November Ignites Awareness for Diabetes, Giving Tuesday +

November ignites awareness for Diabetes, Giving Tuesday, Health, Writing and more. We give thanks this month on Thanksgiving Day and Giving Tuesday, but November is also host to many more wonderful awareness observances in the health, arts and social arenas.

Health observances include National Diabetes Awareness Month and No-Shave November. Social issue initiatives include Adaption Awareness Month and Native American Heritage Month. And, in the Arts arena, November sparks a spotlight on National Novel Writing Month. Show your love; support your cause and be an Agent of Change!

november ignites awarenessNATIONAL DIABETES MONTH is observed every November so individuals, health care professionals, organizations, and communities across the country can bring attention to diabetes and its impact on millions of Americans.
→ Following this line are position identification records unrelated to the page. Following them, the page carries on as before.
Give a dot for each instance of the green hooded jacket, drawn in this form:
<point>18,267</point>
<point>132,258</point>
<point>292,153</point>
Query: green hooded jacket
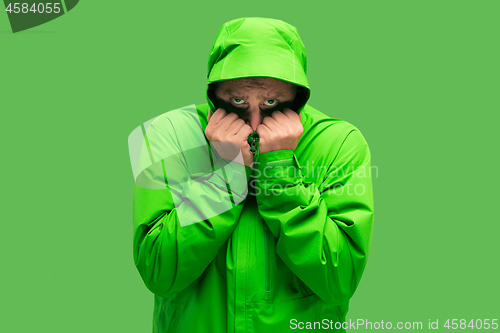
<point>228,248</point>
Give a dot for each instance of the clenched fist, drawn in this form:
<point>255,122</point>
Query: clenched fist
<point>228,133</point>
<point>280,131</point>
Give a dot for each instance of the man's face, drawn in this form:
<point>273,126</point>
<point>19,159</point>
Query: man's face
<point>255,98</point>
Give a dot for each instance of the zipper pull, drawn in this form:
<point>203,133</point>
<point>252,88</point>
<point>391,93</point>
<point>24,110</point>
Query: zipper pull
<point>252,146</point>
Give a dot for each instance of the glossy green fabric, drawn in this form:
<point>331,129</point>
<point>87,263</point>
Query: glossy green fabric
<point>295,246</point>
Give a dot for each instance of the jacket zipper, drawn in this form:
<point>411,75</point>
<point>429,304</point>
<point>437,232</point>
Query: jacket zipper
<point>267,288</point>
<point>254,149</point>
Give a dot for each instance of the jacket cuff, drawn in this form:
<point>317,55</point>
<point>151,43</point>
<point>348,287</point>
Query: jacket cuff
<point>278,164</point>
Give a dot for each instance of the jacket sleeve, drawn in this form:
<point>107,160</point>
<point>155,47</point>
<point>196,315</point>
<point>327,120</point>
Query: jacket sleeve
<point>323,232</point>
<point>182,214</point>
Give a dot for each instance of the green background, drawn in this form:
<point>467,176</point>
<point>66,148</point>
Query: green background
<point>420,79</point>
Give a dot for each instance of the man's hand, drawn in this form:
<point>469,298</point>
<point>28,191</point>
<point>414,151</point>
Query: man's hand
<point>280,131</point>
<point>229,133</point>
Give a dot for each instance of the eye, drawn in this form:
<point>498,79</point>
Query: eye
<point>273,102</point>
<point>238,101</point>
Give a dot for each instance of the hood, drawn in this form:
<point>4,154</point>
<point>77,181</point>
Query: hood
<point>258,47</point>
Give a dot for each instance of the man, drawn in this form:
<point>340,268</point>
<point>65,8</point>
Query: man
<point>290,246</point>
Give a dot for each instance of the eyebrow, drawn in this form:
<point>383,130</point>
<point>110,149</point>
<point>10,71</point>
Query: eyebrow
<point>232,94</point>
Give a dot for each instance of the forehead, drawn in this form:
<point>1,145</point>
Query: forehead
<point>264,87</point>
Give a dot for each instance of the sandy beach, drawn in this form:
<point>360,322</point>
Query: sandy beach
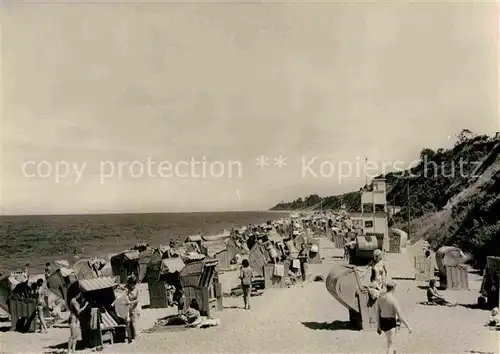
<point>298,319</point>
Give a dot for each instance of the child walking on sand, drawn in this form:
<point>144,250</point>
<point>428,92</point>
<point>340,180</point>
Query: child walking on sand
<point>246,276</point>
<point>388,311</point>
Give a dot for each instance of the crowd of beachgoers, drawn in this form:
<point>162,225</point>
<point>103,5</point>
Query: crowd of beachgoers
<point>282,239</point>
This year, the National Diabetes Education Program theme is: Managing Diabetes – It’s Not Easy, But It’s Worth It. This theme highlights the importance of managing diabetes to prevent diabetes-related health problems such as heart attack, stroke, kidney disease, vision loss, and amputation. The theme also serves as a reminder to people who may be struggling with the demands of managing diabetes that they are not alone.

More than 30 million people in the United States have diabetes, but 1 out of 4 of them don’t know they have it.
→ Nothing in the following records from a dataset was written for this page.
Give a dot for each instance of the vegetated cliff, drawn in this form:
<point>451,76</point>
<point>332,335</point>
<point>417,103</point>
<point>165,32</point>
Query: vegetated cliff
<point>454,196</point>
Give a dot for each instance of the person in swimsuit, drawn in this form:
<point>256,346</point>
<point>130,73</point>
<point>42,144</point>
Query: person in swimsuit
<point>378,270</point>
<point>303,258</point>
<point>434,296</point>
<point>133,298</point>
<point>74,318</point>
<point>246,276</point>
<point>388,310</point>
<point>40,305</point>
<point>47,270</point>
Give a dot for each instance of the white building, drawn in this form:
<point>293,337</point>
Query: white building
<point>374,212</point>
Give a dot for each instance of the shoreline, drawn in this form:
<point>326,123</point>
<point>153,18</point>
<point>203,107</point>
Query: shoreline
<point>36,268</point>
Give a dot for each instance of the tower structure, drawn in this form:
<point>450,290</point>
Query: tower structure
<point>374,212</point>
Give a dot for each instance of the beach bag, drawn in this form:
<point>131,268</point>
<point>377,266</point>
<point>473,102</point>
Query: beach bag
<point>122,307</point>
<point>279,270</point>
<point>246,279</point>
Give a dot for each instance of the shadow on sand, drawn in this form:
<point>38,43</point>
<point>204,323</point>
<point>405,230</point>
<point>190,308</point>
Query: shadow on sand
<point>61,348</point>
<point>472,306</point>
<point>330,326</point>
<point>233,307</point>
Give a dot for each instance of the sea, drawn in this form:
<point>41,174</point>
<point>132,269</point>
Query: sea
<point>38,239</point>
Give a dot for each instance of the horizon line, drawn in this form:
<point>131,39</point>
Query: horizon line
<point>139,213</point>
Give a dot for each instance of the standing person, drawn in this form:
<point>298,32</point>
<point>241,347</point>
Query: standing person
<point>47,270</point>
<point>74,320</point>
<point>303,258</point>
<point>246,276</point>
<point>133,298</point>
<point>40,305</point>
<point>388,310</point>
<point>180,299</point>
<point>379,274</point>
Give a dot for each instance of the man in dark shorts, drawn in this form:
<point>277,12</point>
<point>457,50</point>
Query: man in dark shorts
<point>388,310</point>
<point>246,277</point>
– There are three main types of diabetes:  type 1, type 2, and gestational diabetes (diabetes while pregnant, which can put the pregnancy and baby at risk and lead to type 2 diabetes later).

WORLD DIABETES DAY – November 14th. World Diabetes Day (WDD) is celebrated annually on November 14. Led by the International Diabetes Federation (IDF), World Diabetes Day was created in 1991 by IDF and the World Health Organization (WHO) in response to growing concerns about the escalating health threat posed by diabetes. World Diabetes Day became an official United Nations Day in 2006.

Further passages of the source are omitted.